A study by the Los Angeles County Economic Development Corp. sliced up the geography slightly differently. Considering the Inland Empire (Riverside and San Bernardino counties combined) alongside Los Angeles County, the study figures that the trade and logistics industry cluster employed 580,450 payroll workers in Southern California in 2015. The study reported 20.8 million square feet of warehouse space added in 2015 alone, with another 16.7 million under construction. It noted that Dallas, Atlanta, and Chicago were the next strongest markets. Furthermore, demand and design capabilities are pushing the projects up as well as out.
“Automation and robotics,” it noted, “are allowing for the vertical stacking of inventories; new facilities are often about 40 feet high at a minimum.”
A Los Angeles Times editorial from 2015 cited an example of this aggressive trend, an example that also turns attention to one more health-related complication.
The article discussed the proposed World Logistics Center, containing a massive 40 million square feet and, more importantly, drawing 69,000 vehicle trips (coming and going). The authors estimated that would include 14,000 daily trips by diesel trucks, which would generate nearly 2 tons of smog-forming emissions. In fact, when the American Lung Association released a 2016 State of the Air study listing the 25 most ozone-polluted counties in the U.S., San Bernardino County and Riverside County took the top two spots.
The considerable density of these types of facilities, plus deteriorated outdoor conditions, has increased local focus on giving proper care to that industry’s development in general and to its indoor environments.
The Inland Empire faces an ongoing tension between these assorted health and infrastructure concerns and the burgeoning industry’s associated economic benefits. This August, a judge voided the environmental study associated with the World Logistics Center project, although the project team claims problems can be remedied and schedules kept.
Whether that 40 million square feet of space ever becomes a reality or not will have a large impact on some HVAC contractor’s bottom line. Regardless, the new warehouse construction market appears strong in the state.
WHAT TO EXPECT
Perhaps most important for the HVAC industry — beyond the possibility that other states will pursue their own indoor heat illness prevention measures — is the potential impact on millions of square feet of existing facility space in the state.
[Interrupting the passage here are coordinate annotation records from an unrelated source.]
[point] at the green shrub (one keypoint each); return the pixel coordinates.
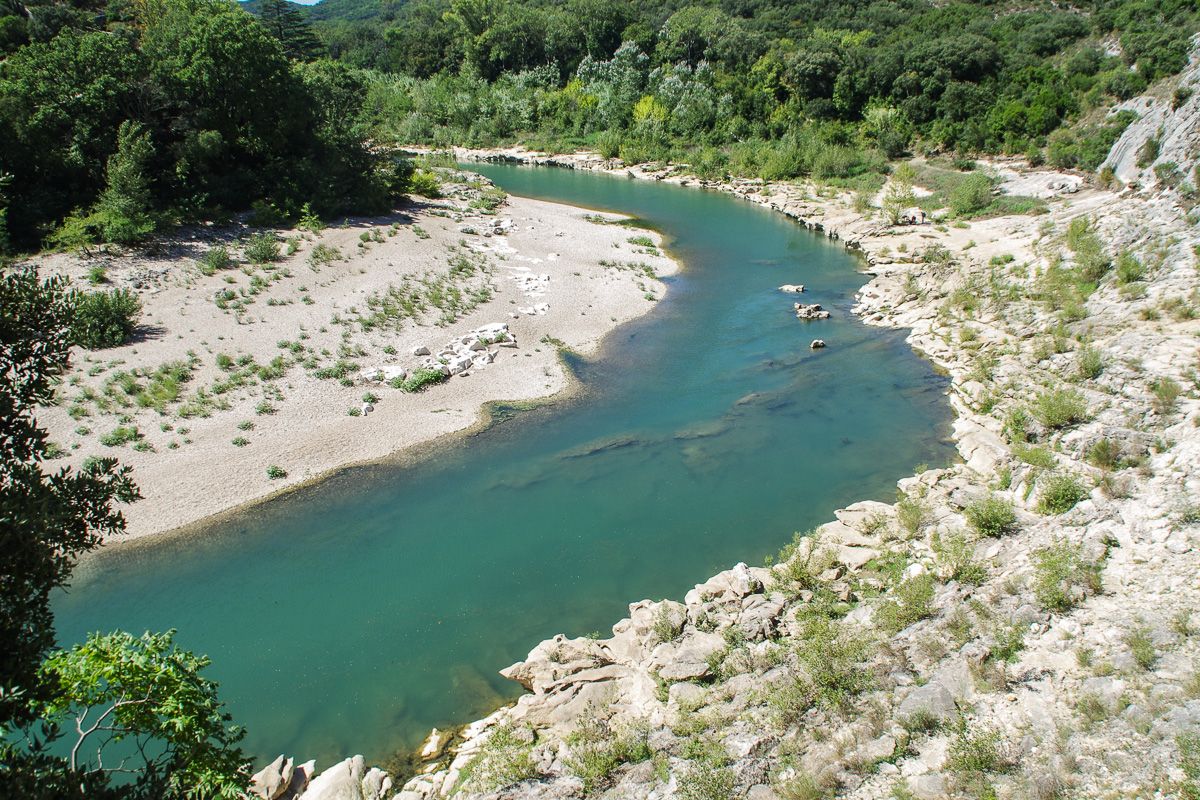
(1060, 408)
(1062, 578)
(215, 258)
(1090, 362)
(833, 657)
(105, 319)
(597, 751)
(1189, 764)
(425, 184)
(1060, 493)
(504, 759)
(955, 558)
(975, 753)
(120, 435)
(991, 516)
(262, 248)
(910, 602)
(971, 194)
(1141, 645)
(420, 379)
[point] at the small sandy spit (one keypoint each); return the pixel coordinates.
(282, 358)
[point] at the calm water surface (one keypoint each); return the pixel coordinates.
(354, 615)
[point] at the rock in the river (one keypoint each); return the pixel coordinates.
(349, 780)
(811, 311)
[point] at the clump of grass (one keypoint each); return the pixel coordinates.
(1165, 392)
(419, 380)
(1062, 577)
(912, 513)
(955, 557)
(833, 659)
(1060, 493)
(1060, 408)
(973, 755)
(991, 516)
(504, 759)
(1090, 362)
(597, 751)
(262, 248)
(1141, 645)
(120, 435)
(215, 258)
(910, 602)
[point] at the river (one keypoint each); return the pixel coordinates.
(353, 615)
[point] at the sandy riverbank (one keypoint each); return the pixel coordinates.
(276, 358)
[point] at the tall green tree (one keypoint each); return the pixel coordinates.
(142, 695)
(125, 205)
(286, 23)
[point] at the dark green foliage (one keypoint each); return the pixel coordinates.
(861, 82)
(105, 319)
(192, 112)
(287, 24)
(46, 519)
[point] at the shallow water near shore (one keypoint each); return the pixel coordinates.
(353, 615)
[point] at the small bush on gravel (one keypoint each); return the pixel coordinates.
(911, 602)
(991, 516)
(105, 319)
(1062, 577)
(1060, 493)
(1060, 408)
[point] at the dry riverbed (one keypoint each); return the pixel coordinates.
(304, 364)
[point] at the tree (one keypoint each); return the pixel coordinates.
(287, 24)
(46, 519)
(899, 193)
(145, 692)
(148, 692)
(124, 208)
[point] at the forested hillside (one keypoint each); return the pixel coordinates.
(120, 118)
(850, 83)
(117, 119)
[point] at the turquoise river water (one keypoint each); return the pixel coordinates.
(354, 615)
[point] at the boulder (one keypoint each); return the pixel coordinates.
(811, 311)
(933, 698)
(273, 780)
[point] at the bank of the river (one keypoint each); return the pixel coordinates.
(250, 366)
(1019, 625)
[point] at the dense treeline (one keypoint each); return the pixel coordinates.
(646, 78)
(115, 119)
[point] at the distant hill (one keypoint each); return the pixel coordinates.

Spanning a multitude of industries, its potential climate control design and equipment needs are hanging in the balance as the standard progresses toward its New Year’s Day deadline to arrive as a formal proposal.
If that language is finalized on time so the standard moves toward approval and an enforcement date, the next chorus of “Auld Lang Syne” could usher in a very busy year for thousands of California business owners assessing their needs to stay in compliance, and for contractors considering their own readiness to prepare for, market toward, and respond to a glut of time-sensitive nonresidential retrofit inquiries.